Bonn-Cologne Graduate School of Physics and Astronomy
- Other names: BCGS
- Type: Graduate School
- Established: 2006
- Affiliations: Universities of Bonn and Cologne
- Academic staff: >70
- Students: ~200
- Website: www.gradschool.physics.uni-bonn.de or www.gradschool.physics.uni-koeln.de

= Bonn-Cologne Graduate School of Physics and Astronomy =

School of Bonn and Cologne universities

The Bonn-Cologne Graduate School of Physics and Astronomy (BCGS) is a joint program of graduate studies between the universities of Bonn and Cologne. The program leads students with a bachelor's degree in physics (or related subject) to a master's degree. The most successful students then move on to doctoral studies, leading to a PhD. The M.Sc. and PhD programs are offered in both physics and astrophysics.

The BCGS provides mentoring and research internships, scholarships, travel funds, and a research environment. In 2007, it was selected for funding by the Deutsche Forschungsgemeinschaft as part of the excellence initiative.

== Studies ==
The BCGS is open to excellent students from all over the world after the completion of their bachelor's degree for a master's course and then, potentially, a PhD. Students already holding a master's degree can join directly for a PhD. In BCGS, the transition from master's to PhD studies is intended to be seamless for the most successful students, although two separate degrees are awarded.

Within the BCGS scholarship program, the BCGS offers full scholarships for about 20 master's students per year. The scholarships are awarded on a competitive basis, wherein all applications under the scholarship program are evaluated by professors from both universities.

=== Lectures ===
The BCGS allows students to attend courses in Cologne and Bonn. To facilitate this, some lectures are additionally transmitted as video conferences. Furthermore, Bonn and Cologne are less than half an hour apart by public transportation, so also in-person attendance at both universities is possible.

The two-year M.Sc. courses are modularly structured and comprise lecture and lab courses and thesis work. The language of instruction is English. During their entire studies, each student is mentored by a professor.

In addition, intensive weeks take place outside of the regular lecture period. Here, students and lecturers spend one week working full-time on a specific topic.

== Research ==
The Departments of Physics and Astronomy at Bonn and Cologne focus on different research areas; between them, they span almost the full range of modern physics, from astrophysics, biophysics, and condensed matter research to particle physics, quantum optics, and string theory.

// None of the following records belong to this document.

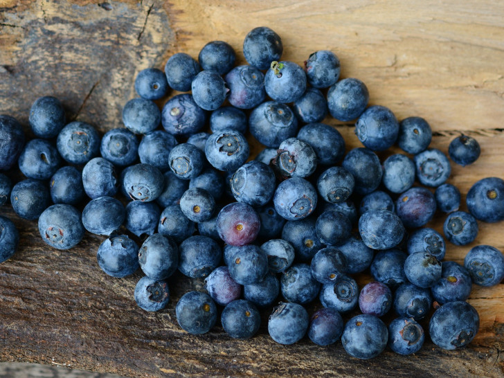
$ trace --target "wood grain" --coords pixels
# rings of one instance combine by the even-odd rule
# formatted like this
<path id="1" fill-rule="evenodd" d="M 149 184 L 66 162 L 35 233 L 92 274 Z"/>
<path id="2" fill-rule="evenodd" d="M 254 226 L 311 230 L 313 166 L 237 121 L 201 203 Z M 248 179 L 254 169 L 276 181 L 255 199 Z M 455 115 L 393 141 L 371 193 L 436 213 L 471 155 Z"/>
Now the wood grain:
<path id="1" fill-rule="evenodd" d="M 69 119 L 89 122 L 102 132 L 120 127 L 140 70 L 162 68 L 175 52 L 196 57 L 214 39 L 230 43 L 243 63 L 246 33 L 268 26 L 282 37 L 283 59 L 301 64 L 316 50 L 332 50 L 342 77 L 366 83 L 371 104 L 389 107 L 399 119 L 424 117 L 435 134 L 433 147 L 446 152 L 460 132 L 477 137 L 480 158 L 469 167 L 453 165 L 449 181 L 464 198 L 477 179 L 504 177 L 504 8 L 498 1 L 102 3 L 0 0 L 0 113 L 19 119 L 28 134 L 28 109 L 44 95 L 61 98 Z M 344 136 L 348 150 L 360 146 L 352 125 L 326 121 Z M 255 153 L 259 148 L 253 144 Z M 267 335 L 267 314 L 252 340 L 232 340 L 219 326 L 191 336 L 178 326 L 174 304 L 187 291 L 202 289 L 201 281 L 176 274 L 168 308 L 147 314 L 133 300 L 139 273 L 118 280 L 99 269 L 102 237 L 87 234 L 78 247 L 56 251 L 42 242 L 35 223 L 8 206 L 0 213 L 21 233 L 18 253 L 0 265 L 2 361 L 138 377 L 504 374 L 503 284 L 473 289 L 469 302 L 481 327 L 469 348 L 449 352 L 428 341 L 414 356 L 386 352 L 361 361 L 346 355 L 341 343 L 275 343 Z M 429 226 L 440 231 L 443 221 L 440 215 Z M 480 223 L 476 240 L 449 245 L 447 258 L 460 262 L 482 243 L 504 250 L 502 226 Z M 370 279 L 359 275 L 359 285 Z"/>

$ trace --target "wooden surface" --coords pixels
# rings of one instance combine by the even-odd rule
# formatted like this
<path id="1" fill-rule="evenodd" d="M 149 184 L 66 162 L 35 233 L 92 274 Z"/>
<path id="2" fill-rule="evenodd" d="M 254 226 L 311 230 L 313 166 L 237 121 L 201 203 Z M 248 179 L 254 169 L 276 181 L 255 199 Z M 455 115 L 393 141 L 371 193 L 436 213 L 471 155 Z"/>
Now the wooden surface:
<path id="1" fill-rule="evenodd" d="M 446 152 L 461 132 L 476 137 L 481 157 L 465 168 L 453 164 L 449 180 L 465 199 L 476 180 L 504 177 L 503 18 L 498 0 L 144 0 L 101 6 L 0 0 L 0 114 L 17 117 L 29 134 L 31 104 L 52 95 L 62 100 L 69 119 L 89 122 L 101 132 L 120 127 L 122 107 L 135 96 L 138 71 L 162 69 L 176 52 L 197 57 L 214 39 L 229 42 L 242 63 L 246 33 L 268 26 L 282 39 L 282 59 L 301 64 L 316 50 L 332 50 L 343 78 L 366 83 L 370 104 L 389 107 L 399 119 L 425 118 L 434 132 L 433 147 Z M 348 149 L 360 145 L 352 125 L 336 127 Z M 138 377 L 504 375 L 503 284 L 474 288 L 469 301 L 481 327 L 469 348 L 447 352 L 426 341 L 414 356 L 388 351 L 362 361 L 349 357 L 339 343 L 276 344 L 267 335 L 267 314 L 260 334 L 249 341 L 232 340 L 219 326 L 190 336 L 177 324 L 174 304 L 189 289 L 201 289 L 202 282 L 176 274 L 168 309 L 146 313 L 133 299 L 141 273 L 114 279 L 99 269 L 96 251 L 102 237 L 87 234 L 78 248 L 57 251 L 42 242 L 35 222 L 19 219 L 8 206 L 0 213 L 21 234 L 17 253 L 0 265 L 1 361 Z M 443 220 L 440 215 L 430 226 L 440 231 Z M 476 240 L 463 247 L 449 244 L 447 259 L 460 262 L 478 244 L 504 250 L 502 229 L 502 222 L 480 223 Z M 359 276 L 361 285 L 369 280 Z"/>

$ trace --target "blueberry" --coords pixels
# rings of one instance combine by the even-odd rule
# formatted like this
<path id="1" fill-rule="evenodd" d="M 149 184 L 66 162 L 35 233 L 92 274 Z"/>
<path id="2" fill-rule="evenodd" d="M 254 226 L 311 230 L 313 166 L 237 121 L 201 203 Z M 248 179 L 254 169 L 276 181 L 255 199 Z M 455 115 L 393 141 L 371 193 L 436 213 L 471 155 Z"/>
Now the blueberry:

Both departments are also engaged in ongoing collaborations with international research groups worldwide. There exist research links and collaborations both in nuclear and hadron physics and in condensed matter physics with the Forschungszentrum Jülich and in astronomy/astrophysics with the Max-Planck Institute for Radio Astronomy.

== Student engagement and events ==
During the academic year, the BCGS has several fixed events. Usually, each event alternates between Bonn and Cologne.

Shortly after the start of the winter term in early autumn, the welcome meeting introduces new students to the school. An invited speaker gives a talk about a current topic in physics.

A poster session in spring is an opportunity for more advanced students to present their research topics and results. The presenting students receive feedback and new stimuli for their work, and younger students can get an overview of the current research topics pursued at both universities.